Conozco desde hace muchos años a Thomas y Carol Berry, padres de Henry. Su caso es profundamente desolador. Ambos abandonaron su Inglaterra natal hace más de cuarenta años, cuando Venezuela era un país que lo prometía todo a propios y foráneos. Tom, que es un matemático brillante, pasó literalmente toda su vida enseñando a jóvenes venezolanos en la Universidad Simón Bolívar. Carol fue maestra de escuela y, al retirarse de la docencia y siguiendo un fuerte deseo por mejorar la situación del país, se dedicó a la organización vecinal. Ambos son, por hecho y por derecho, tan venezolanos como cualquiera nacido en Apure o en Catia. Tanto así que, a pesar del deterioro inenarrable que en las últimas tres décadas ha sufrido la calidad de vida de muchos venezolanos de clase media como ellos, decidieron permanecer en el país donde habían echado raíces y criado a sus hijos. Ese amor lo transmitieron a sus hijos. No en balde, durante muchos años Henry Berry, un joven muy apuesto, sensible y carismático, se dedicó a promover el turismo de aventuras en Venezuela, cuyo territorio conoció en sus esquinas más remotas. Fue ese amor por el país que se lleva adentro, sin importar donde uno esté, lo que lo hizo a volver desde Miami para, junto a su joven esposa y su hija de cinco años, aventurarse una vez más en esta Venezuela sórdida e indómita, que le pagó a él quitándole la vida y, a sus padres, arrebatándoles lo que más amaban.

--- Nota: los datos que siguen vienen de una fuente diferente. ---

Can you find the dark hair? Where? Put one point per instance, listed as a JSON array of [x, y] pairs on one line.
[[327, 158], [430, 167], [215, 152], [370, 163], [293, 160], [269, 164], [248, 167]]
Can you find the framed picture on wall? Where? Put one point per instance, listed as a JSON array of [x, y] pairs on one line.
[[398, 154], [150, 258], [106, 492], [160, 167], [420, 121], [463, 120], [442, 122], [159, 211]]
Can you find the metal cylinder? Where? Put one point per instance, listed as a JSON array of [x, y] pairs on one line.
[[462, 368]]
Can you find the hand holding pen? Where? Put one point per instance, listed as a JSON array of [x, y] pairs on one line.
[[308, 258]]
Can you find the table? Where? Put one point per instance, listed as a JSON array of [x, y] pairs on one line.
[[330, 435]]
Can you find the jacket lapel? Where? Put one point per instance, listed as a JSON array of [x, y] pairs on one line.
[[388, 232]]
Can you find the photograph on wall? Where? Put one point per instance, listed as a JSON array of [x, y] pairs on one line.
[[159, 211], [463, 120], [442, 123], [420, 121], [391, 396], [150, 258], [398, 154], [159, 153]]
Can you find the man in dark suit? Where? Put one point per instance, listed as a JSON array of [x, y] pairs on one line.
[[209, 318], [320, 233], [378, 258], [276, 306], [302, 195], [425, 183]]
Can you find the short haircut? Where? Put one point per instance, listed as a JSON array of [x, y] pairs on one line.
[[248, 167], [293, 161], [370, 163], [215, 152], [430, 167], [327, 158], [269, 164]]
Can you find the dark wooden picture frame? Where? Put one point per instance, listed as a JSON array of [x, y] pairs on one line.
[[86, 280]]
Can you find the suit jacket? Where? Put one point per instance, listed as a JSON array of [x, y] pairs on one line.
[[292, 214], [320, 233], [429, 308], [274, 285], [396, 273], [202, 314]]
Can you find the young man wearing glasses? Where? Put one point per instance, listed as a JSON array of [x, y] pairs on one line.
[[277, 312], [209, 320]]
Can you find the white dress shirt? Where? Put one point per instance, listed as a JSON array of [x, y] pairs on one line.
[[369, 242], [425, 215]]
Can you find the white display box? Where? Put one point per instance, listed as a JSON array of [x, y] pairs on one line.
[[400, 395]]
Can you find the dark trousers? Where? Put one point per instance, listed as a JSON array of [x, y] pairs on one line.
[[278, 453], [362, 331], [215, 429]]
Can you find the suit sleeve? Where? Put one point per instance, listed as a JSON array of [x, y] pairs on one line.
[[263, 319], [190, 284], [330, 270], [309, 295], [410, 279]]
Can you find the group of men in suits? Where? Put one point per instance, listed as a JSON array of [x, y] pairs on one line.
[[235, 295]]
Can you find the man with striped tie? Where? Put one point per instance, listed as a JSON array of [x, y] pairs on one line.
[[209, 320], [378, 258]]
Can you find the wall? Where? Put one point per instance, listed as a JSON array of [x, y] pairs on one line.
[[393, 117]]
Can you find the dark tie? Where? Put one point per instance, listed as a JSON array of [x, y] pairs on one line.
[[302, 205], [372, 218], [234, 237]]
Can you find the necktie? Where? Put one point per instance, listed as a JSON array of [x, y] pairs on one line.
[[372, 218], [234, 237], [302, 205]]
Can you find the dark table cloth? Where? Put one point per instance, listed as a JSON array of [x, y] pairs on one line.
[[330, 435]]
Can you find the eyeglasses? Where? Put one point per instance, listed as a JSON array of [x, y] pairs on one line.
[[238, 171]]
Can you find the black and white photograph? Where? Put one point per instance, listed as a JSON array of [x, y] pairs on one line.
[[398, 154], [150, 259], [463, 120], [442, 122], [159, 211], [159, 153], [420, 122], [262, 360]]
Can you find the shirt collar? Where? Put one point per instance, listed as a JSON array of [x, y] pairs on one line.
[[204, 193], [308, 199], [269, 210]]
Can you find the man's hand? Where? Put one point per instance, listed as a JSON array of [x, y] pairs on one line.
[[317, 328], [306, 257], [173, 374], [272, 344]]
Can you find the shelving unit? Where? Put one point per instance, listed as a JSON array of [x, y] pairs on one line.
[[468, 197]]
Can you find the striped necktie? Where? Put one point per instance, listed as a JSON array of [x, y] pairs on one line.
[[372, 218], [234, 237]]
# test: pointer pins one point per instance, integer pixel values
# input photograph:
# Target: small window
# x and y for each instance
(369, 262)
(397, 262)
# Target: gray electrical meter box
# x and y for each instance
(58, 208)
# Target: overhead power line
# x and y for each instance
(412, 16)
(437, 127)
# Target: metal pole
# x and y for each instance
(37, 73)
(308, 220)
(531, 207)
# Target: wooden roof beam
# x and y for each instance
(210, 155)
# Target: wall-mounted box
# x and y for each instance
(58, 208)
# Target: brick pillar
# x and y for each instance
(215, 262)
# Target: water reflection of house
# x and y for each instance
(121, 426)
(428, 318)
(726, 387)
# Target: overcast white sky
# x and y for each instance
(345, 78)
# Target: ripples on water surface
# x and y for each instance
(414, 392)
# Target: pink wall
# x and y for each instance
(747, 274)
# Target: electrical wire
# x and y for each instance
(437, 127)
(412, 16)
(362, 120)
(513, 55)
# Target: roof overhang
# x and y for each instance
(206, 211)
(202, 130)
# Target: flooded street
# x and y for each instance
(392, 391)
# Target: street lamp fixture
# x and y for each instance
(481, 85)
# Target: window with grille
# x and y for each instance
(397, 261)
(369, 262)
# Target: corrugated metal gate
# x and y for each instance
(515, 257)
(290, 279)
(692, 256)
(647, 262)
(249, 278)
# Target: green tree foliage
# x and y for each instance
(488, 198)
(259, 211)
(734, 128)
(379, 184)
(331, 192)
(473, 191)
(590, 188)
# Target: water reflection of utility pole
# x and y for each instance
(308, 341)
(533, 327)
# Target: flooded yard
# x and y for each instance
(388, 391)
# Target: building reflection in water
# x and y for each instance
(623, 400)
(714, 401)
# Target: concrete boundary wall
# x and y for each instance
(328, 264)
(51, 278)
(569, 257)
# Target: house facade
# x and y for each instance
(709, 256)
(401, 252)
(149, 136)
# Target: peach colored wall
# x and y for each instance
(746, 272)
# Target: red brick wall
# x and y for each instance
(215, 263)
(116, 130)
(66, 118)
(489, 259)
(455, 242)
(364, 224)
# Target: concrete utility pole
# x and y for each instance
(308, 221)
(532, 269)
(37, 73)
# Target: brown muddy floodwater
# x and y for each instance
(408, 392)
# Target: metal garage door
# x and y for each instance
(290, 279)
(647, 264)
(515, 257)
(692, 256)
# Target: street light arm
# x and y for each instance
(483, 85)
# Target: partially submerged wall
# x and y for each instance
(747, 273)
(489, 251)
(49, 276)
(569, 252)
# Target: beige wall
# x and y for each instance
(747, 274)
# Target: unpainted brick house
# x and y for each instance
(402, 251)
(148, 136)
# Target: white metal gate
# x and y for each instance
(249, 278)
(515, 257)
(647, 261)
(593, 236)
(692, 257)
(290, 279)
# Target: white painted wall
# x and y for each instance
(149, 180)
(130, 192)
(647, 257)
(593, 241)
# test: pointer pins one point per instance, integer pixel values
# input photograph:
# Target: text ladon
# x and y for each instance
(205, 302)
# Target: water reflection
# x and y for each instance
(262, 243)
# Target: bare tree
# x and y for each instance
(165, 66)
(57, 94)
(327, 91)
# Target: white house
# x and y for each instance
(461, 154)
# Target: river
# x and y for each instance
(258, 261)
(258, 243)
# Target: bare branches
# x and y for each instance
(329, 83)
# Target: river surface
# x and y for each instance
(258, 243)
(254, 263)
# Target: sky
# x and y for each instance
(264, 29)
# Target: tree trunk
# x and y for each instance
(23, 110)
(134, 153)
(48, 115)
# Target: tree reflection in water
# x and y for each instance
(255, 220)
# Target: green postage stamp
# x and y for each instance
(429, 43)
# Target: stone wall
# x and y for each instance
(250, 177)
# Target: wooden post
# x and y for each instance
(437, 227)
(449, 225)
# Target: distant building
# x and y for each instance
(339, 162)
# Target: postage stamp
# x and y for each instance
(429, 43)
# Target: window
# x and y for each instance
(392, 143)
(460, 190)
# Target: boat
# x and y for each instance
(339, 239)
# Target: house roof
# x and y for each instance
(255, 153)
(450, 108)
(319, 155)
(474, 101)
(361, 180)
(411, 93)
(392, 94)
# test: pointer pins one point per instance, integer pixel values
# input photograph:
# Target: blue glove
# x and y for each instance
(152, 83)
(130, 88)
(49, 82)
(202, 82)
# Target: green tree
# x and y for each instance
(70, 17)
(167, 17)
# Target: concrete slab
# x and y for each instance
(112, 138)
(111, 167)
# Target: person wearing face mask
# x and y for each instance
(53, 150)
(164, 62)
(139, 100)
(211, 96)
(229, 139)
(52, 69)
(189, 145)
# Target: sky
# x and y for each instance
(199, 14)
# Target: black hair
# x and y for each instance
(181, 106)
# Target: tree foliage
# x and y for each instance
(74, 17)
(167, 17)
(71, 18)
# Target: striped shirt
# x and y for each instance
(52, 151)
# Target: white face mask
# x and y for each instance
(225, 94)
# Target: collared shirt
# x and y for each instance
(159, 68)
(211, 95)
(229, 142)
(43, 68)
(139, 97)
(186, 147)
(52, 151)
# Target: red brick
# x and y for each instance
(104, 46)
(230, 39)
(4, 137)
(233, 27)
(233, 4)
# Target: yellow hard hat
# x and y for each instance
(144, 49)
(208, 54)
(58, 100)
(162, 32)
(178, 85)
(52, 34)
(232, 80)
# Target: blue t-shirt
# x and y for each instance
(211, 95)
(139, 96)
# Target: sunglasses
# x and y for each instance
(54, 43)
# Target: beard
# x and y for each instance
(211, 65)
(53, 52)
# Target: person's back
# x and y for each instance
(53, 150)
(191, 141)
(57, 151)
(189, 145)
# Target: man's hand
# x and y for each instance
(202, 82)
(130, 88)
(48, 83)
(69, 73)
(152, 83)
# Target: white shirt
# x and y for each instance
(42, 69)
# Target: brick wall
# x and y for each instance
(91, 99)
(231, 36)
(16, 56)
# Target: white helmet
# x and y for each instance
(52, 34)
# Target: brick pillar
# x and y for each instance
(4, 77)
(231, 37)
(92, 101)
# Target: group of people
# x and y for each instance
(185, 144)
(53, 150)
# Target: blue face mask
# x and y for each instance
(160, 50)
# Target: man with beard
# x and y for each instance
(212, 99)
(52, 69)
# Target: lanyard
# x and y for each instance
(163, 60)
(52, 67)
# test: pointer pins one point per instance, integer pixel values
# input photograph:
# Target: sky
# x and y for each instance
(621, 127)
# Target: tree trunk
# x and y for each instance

No conocí a Mónica Spear, pero todas las noticias que supe de ella la pintaban no como una diva de telenovela promedio, sino como una mujer sencilla y jovial, dotada con una potente belleza telúrica y con los pies en la tierra. Y eso es precisamente lo poco que se puede ver en sus videos recientes divulgados en las redes sociales, que expresan el apego hacia el terruño y el orgullo del paisaje venezolano.

Pese a que sus protagonistas tienen un rango excepcional de personajes casi arquetípicos como formas del “sueño venezolano”, el problema de estas muertes es su carácter no excepcional. Fueron Mónica Spears, una Miss Venezuela, es decir, alguien que, en teoría, debe encarnar lo mejor de nuestra idiosincrasia y lo más bello del país, y Henry Berry, quien encarnaba la legendaria hospitalidad que alguna vez hizo a Venezuela una tierra de gracia. Pero su historia es una historia tristemente común: la de una familia—cualquier familia—que toma unas vacaciones en el país que ama porque lo lleva adentro y es vilmente asesinada a sangre fría. Ésta es la historia de las casi 25 mil familias que perdieron algún ser amado en 2013, de las más de 150 mil familias que han perdido a los suyos en los últimos tres lustros. Hoy su hija queda huérfana de padres y sus padres quedan huérfanos de hijos. Y ésa es una desgarradura con la que ningún país puede aspirar seriamente a construir a un futuro mejor.

Por eso, Mónica y Henry son el emblema de todo lo que anda mal y debe cambiar en Venezuela. Sus muertes representan el fracaso de Venezuela como sociedad. ¿Pero cuántas de ellos hacen falta para producir ese cambio? Que el luto se transforme en indignación, la indignación en organización, la organización en acción, la acción en rebeldía, la rebeldía en fuerza y esa fuerza en cambio.